これはMモード以外では自動露出なので、ISOの値に応じてカメラが「像面露光量」を変化させてしまうためです。
一般にISOは100が基本で、そこから大きくなる方向に動かします。ということは、像面露光量が小さくなる一方となります。
もう少し理屈をいうと、「像面露光量XISO=写真の見栄え」となって、自動露出モードでは、この見栄えが常に一定になるようカメラの内部で調整しています。

一方、写真の見栄えは像面露光量が前述した業界で決めた基準値に近い方が、見栄えが良いのです。
このあたりは後編でお話しますが、今回のところはこのように覚えておいてください。
だから、ISOは100に固定しておいた方が綺麗な写真が撮れます。

現在販売されている多くのデジタルカメラはISO=オートという設定ができますが、これもカメラ内部でそのカメラで設定できる最少のISO(概ね100か200)をできるだけ維持し、基準の像面露光量を確保できるよう、他の要素(SSやF値等)を調整するように動作します。

ということで、今回はISOの意味と、その値は100にしてくださいねっていうお話でした。うーん、まだもやもやしていますね。では、なぜISOが100より大きな数、カメラによっては25600とかが設定できるのでしょうか?

では、どういうときに数字を大きくして使うのか?そのケースをご紹介しましょう。

<1>非常に暗い環境での撮影

上の2つの作例は、動物園で夜行性動物を撮影したものです。夜行性動物は、明るい環境では隠れて生活しているため、動物園では、かなり暗い状態で展示されています。
人の目でもやっと見られるくらいの状況なのですが、人の目は暗い所にしばらくいると、暗順応という適応が出来て、それなりに見えてきます。
ところが、カメラのイメージセンサーはその時の「像面露光量」でしか撮影できないので、こうした圧倒的に像面露光量の足りない状況では、感度を上げて対応するしか、目に見える画像にはなりません。

この2つの作例は、ISO25600で撮影しています。
もちろん、できるだけ像面露光量を稼ぐために、絞りは最大まで開けていますが、それでも追い付きません。
また、SSをバルブにして1-2分シャッターを開けると、今度は動物が動いた時にぶれてしまいますし、三脚も立てられない環境ですので、手ブレも大きくなります。
ましてや、補助光源を使うなどは動物へのダメージが大きく、厳禁です。要するに、飼育されている環境を保ったまま撮影するにはISOを上げた高感度撮影しかありません。

<2>それほど暗くないけど、動いている被写体

次は、イルミネーションを撮った作例です。

このイルミネーションは、縞状に色が変化して波のようにゆっくりとうねります。そのため、あまり高速のSSにすると、LEDの点滅による黒筋が現れます。
また、三脚も使用できるのですが、SSを遅くして理想の像面露光量に近づけることは可能なのですが、SSを遅くすると色が混じって極端な場合には全面白くなってしまいます。
従って、撮影できるSSが1/30付近に限定されるため、それに見合うISOが必要となります。上の作例では、SS1/15に設定し、ISO6400で撮りました。

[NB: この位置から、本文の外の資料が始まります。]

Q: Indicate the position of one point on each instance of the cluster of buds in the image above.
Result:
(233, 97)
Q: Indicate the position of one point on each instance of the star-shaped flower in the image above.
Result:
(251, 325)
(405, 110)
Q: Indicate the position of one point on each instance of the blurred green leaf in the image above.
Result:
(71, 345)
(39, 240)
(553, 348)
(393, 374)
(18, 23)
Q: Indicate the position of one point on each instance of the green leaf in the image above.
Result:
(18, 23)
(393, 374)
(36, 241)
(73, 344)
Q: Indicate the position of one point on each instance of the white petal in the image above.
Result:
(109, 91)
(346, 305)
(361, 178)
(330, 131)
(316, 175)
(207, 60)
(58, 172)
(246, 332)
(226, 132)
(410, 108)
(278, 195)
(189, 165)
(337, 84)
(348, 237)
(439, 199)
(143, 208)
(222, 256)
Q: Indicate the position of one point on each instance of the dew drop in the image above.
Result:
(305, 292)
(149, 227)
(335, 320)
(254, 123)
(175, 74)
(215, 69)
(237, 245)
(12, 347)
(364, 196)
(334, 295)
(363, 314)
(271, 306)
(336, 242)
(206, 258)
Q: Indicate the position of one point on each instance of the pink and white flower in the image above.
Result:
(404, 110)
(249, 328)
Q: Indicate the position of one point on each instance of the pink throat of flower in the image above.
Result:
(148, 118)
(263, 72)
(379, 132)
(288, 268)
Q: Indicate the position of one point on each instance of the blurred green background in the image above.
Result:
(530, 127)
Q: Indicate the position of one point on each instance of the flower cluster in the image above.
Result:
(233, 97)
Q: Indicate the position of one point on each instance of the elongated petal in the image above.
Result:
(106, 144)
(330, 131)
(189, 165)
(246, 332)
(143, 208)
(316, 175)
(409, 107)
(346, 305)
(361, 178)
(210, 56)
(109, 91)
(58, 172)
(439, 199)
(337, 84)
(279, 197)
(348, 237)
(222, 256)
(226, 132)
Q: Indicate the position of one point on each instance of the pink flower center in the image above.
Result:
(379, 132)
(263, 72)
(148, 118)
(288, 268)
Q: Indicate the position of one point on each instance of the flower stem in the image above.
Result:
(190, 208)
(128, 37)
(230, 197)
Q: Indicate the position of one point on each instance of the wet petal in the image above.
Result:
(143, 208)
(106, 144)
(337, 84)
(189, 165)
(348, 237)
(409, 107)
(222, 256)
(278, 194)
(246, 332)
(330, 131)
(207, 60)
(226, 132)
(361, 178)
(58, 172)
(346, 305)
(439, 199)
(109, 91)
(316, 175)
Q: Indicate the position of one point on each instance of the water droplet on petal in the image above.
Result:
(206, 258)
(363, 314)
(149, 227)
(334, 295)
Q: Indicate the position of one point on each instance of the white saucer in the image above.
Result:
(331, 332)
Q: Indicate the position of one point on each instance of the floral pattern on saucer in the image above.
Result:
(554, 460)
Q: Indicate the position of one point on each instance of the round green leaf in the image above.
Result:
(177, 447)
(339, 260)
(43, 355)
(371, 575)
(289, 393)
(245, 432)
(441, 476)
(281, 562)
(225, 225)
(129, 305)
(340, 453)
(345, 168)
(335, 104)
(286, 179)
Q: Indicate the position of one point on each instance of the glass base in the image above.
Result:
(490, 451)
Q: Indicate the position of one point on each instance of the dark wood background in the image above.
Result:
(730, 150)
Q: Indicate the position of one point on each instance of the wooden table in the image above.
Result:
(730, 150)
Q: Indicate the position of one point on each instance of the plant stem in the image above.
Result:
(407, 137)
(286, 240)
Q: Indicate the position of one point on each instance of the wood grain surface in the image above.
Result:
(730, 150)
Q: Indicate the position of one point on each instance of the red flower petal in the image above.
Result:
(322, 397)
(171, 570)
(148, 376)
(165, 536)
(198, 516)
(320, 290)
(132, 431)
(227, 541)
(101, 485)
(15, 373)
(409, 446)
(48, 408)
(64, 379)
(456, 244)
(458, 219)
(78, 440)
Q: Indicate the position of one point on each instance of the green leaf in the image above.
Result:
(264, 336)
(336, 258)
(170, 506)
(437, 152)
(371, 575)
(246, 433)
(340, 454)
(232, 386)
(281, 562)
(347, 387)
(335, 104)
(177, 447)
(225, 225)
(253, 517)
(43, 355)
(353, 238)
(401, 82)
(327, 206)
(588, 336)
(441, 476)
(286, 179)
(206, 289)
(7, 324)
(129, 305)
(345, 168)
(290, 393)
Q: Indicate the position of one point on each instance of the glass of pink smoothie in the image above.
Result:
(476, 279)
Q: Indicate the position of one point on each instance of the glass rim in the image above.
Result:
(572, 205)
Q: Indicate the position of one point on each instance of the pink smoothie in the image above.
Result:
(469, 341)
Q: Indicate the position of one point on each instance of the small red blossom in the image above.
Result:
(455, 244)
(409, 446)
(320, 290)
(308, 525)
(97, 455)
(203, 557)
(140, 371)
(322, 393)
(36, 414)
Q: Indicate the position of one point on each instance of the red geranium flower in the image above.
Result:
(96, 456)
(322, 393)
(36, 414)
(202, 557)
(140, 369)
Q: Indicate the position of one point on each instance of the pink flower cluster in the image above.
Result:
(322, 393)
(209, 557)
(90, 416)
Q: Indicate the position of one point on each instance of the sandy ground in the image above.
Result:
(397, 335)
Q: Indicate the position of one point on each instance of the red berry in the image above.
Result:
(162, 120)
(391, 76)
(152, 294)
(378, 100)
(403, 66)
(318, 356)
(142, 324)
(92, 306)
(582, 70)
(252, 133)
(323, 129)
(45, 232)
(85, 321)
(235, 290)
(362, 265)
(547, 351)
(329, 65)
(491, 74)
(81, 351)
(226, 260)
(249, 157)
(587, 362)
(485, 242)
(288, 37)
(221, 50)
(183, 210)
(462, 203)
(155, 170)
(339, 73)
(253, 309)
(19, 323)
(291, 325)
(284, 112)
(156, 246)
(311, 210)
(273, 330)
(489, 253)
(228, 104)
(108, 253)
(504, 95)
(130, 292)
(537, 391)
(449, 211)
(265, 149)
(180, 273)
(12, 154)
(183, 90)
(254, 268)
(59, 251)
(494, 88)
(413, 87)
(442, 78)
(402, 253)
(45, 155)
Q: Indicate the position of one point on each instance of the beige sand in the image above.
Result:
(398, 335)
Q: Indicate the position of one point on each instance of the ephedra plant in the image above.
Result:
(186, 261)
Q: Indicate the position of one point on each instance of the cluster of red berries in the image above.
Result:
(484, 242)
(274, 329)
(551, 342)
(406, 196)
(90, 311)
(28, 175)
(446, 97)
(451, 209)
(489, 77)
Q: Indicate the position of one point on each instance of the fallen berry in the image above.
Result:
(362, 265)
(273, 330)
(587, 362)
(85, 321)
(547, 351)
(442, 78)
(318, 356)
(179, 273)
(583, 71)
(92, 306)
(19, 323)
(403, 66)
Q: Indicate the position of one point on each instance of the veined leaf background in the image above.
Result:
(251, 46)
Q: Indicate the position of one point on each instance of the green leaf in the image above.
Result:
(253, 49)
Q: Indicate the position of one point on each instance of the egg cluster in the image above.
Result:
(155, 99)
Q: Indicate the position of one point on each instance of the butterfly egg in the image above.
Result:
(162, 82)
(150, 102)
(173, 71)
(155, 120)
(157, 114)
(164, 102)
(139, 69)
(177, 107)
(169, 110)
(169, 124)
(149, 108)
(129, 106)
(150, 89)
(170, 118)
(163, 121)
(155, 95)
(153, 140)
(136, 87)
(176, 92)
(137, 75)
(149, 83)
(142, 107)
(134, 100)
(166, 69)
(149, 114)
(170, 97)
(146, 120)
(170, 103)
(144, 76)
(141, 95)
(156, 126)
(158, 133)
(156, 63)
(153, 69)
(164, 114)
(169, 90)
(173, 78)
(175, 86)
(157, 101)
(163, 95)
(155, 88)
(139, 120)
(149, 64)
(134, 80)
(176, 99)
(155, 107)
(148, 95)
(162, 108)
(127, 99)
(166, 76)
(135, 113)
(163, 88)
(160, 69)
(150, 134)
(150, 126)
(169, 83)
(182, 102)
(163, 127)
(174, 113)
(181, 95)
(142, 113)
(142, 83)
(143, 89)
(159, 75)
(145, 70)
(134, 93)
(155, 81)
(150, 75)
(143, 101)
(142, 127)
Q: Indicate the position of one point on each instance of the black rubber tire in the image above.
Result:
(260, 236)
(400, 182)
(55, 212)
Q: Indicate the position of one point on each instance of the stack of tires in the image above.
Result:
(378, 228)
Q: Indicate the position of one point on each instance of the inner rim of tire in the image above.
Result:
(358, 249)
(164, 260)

もう一つの作例は、暗闇で踊るシーンです。イルミネーションでステージダンスをするパターンです。これはもうSSは1/250ぐらいにしないと被写体が止まりません。欲を言えば、1/400ぐらいにしたい状況です。また、フラッシュを使っても写りますが、せっかくのイルミネーションが台無しになって、作品的にはNGです。従って、これも理想的な像面露光量の確保は難しいので、ISO10000にして、何とか見られる画像にしました。

いかがですか?ISOを上げて撮るのは、主に夜景などの暗いシーンで、かつ像面露光量を確保する手段がないときに利用するのが適切だということがご理解いただけたでしょうか?

では、ここでISOについてまとめてみましょう。

1,像面露光量が確保できる状態では、ISOは最低値あるいはその近傍の値にする。

2, 作品意図の見地から像面露光量が確保できない状況のとき、ISOを変化させ、意図した仕上がりの画像になる程度に、大きな値にする。



<3>ISOを大きな値にした時の欠点

ISOを大きな値にして撮ることは、元々像面露光量が少ない画像を無理やり見られる写真にするわけですから、当然「しわ寄せ」が来ます。
それが「ノイズ」です。ノイズは、日本語では「雑音」と訳されますが、写真のノイズは画像の荒れ(ざらざら感)となって現れます。

ISO200(上)とISO1100(下)の画像を比較してみましょう。

一見同じように見えますが、影になった左下の部分を拡大してみます。

ISO1100の下側の写真の方がざらついているのが、よくわかりますね。これがノイズです。明るい部分では目立ちませんが、同じように出ます。
写真の質に大きく係わりますので留意してください。最近のカメラは、このノイズを低減する機能が優れていますが、完璧ではありませんので、無用な高感度(ISOを大きくすること)は避けましょう。

なぜノイズが出るのかは、かなり難しい物理現象なので、説明は避けます。ここでは、ISOを大きくすると、ノイズに悩まされる、ということを覚えておいてくださいね。